The Bush-appointed National Labor Relations Board (NLRB) is set to soon decide a trio of cases known as the “Kentucky River” cases that could take away contract protections from hundreds of thousands of workers represented by unions and deny as many as 8 million workers their freedom to form unions by expanding the definition of supervisor. Under federal labor law, supervisors are barred from forming unions.
The Center for American Progress (CAP) Action Fund is sponsoring a critical conference Friday, Sept. 22, to examine the possible impact of the Kentucky River cases and to develop strategies to counter the damage of a bad ruling.
The CAP conference will feature Rep. Rosa DeLauro (D-Conn.), a leading advocate for workers’ rights, who authored a letter signed by more than 100 of her colleagues urging the NLRB to hold open hearings on the Kentucky River cases. The NLRB has refused to hear oral arguments on the cases—and has heard no oral arguments, a fundamental part of any due process, since the Bush administration took office.

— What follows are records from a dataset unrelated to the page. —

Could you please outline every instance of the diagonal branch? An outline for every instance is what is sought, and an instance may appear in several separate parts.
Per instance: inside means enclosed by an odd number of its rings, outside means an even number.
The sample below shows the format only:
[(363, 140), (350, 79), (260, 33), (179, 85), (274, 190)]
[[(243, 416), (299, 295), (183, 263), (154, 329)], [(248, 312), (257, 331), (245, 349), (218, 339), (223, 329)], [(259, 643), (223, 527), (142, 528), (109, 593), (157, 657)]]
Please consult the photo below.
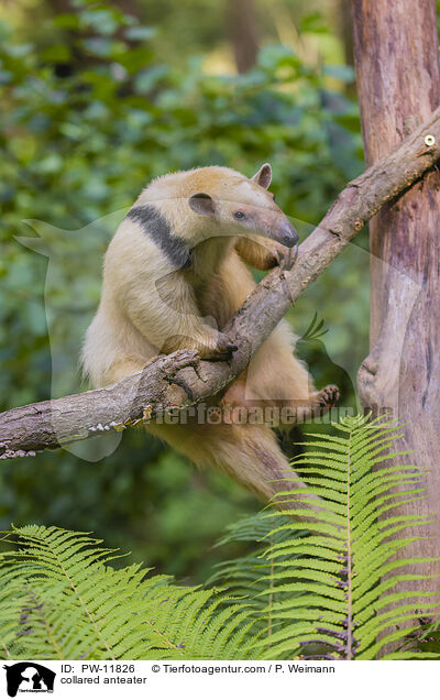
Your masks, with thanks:
[[(430, 136), (427, 139), (427, 136)], [(0, 459), (33, 456), (105, 434), (164, 412), (208, 401), (230, 384), (304, 289), (315, 282), (386, 203), (440, 158), (440, 108), (386, 157), (349, 183), (321, 223), (300, 245), (292, 272), (271, 272), (223, 330), (239, 350), (227, 362), (182, 351), (152, 361), (117, 384), (0, 414)]]

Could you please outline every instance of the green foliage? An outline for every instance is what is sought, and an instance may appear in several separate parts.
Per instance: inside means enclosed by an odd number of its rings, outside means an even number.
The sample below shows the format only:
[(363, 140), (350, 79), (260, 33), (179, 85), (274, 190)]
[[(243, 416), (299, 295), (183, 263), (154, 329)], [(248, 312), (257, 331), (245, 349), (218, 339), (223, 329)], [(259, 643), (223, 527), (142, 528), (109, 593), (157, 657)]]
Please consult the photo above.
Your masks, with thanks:
[[(405, 455), (392, 449), (400, 436), (391, 423), (361, 416), (342, 419), (334, 427), (338, 435), (315, 436), (306, 453), (293, 460), (306, 490), (277, 496), (299, 501), (301, 517), (311, 519), (282, 525), (280, 531), (294, 536), (274, 543), (265, 553), (274, 571), (267, 577), (271, 588), (262, 594), (288, 594), (266, 609), (279, 628), (271, 637), (265, 658), (290, 658), (301, 648), (307, 658), (307, 645), (319, 643), (328, 647), (327, 658), (374, 659), (388, 643), (402, 642), (417, 631), (405, 626), (416, 608), (419, 614), (436, 614), (439, 608), (435, 591), (427, 595), (413, 586), (431, 577), (410, 572), (411, 567), (432, 559), (403, 558), (402, 554), (395, 559), (420, 538), (399, 533), (429, 522), (421, 515), (393, 513), (421, 499), (424, 491), (417, 467), (386, 464)], [(307, 536), (298, 538), (298, 529), (307, 529)], [(416, 603), (424, 597), (426, 602)], [(293, 622), (285, 624), (288, 619)], [(417, 652), (394, 652), (383, 658), (418, 657)]]
[(19, 549), (0, 558), (3, 654), (364, 660), (394, 642), (383, 658), (438, 658), (415, 648), (424, 631), (407, 625), (416, 610), (438, 614), (440, 603), (414, 584), (430, 577), (409, 571), (431, 559), (395, 559), (420, 539), (403, 531), (427, 522), (393, 513), (422, 497), (421, 474), (387, 466), (402, 455), (389, 423), (358, 416), (336, 428), (294, 460), (307, 485), (277, 495), (308, 519), (294, 522), (286, 507), (230, 527), (222, 545), (263, 544), (218, 568), (220, 589), (180, 587), (139, 565), (116, 570), (116, 554), (84, 533), (13, 528), (6, 539)]
[[(46, 8), (28, 28), (0, 30), (0, 409), (84, 389), (77, 357), (99, 302), (102, 253), (152, 177), (216, 163), (251, 175), (268, 160), (277, 201), (306, 234), (363, 167), (358, 107), (328, 66), (267, 45), (249, 74), (216, 77), (199, 58), (164, 58), (166, 44), (150, 26), (158, 2), (147, 26), (106, 2), (70, 4), (69, 13)], [(201, 21), (200, 2), (191, 7)], [(322, 23), (315, 18), (304, 31), (321, 37)], [(51, 225), (36, 225), (48, 258), (16, 240), (35, 234), (24, 220)], [(336, 381), (336, 364), (354, 373), (366, 352), (362, 254), (352, 247), (290, 315), (299, 335), (316, 309), (330, 326), (336, 361), (323, 347), (302, 353), (319, 385)], [(352, 402), (349, 382), (343, 389)], [(198, 473), (132, 430), (92, 464), (66, 450), (0, 470), (0, 527), (87, 527), (113, 547), (129, 542), (132, 560), (146, 557), (191, 581), (208, 576), (218, 551), (210, 542), (255, 507), (228, 478)], [(228, 547), (235, 556), (248, 545)]]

Joining DeLauro in the discussion will be CAP Senior Vice President Cassandra Butts; Ross Eisenbrey, vice president and policy director of the Economic Policy Institute (EPI); Fred Feinstein, visiting professor and senior fellow in the Office of Executive Programs at the University of Maryland; Sarah Fox, a former member of the NLRB; and Cheryl Johnson, R.N., president of United American Nurses and a vice president of the AFL-CIO.

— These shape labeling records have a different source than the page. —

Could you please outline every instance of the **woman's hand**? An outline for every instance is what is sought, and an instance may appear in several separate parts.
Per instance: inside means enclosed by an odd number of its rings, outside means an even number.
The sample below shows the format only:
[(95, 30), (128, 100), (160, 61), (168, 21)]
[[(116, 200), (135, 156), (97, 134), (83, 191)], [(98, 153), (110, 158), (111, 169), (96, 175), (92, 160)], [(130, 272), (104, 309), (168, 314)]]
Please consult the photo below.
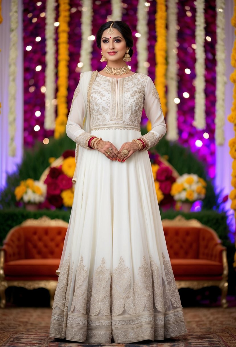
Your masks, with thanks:
[[(132, 141), (131, 142), (125, 142), (119, 151), (117, 160), (118, 161), (125, 161), (130, 155), (132, 155), (132, 154), (138, 151), (139, 149), (138, 145), (135, 141)], [(124, 156), (121, 154), (121, 152), (124, 150), (126, 150), (129, 152), (127, 156)]]
[(110, 160), (117, 160), (119, 151), (113, 144), (110, 141), (101, 140), (97, 143), (96, 147), (98, 151), (105, 154)]

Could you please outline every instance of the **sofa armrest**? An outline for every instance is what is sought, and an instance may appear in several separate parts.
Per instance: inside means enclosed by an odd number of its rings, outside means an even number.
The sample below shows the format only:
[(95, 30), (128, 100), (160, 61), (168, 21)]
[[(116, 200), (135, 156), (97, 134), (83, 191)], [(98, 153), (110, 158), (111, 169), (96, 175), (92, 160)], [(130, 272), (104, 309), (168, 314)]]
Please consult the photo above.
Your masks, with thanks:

For more information on the conference, click here.
DeLauro says the Bush NLRB already has failed to do its job to protect employees’ freedom to form or join unions of their choice and to bargain collectively.
These were democratic principles at work, supposedly overseen by an impartial NLRB. Today, the system is broken and the NLRB is failing to protect employees.
During the week of July 10, hundreds of thousands of union members took to the streets in a week of action to demand that their employers not fire them for their union membership.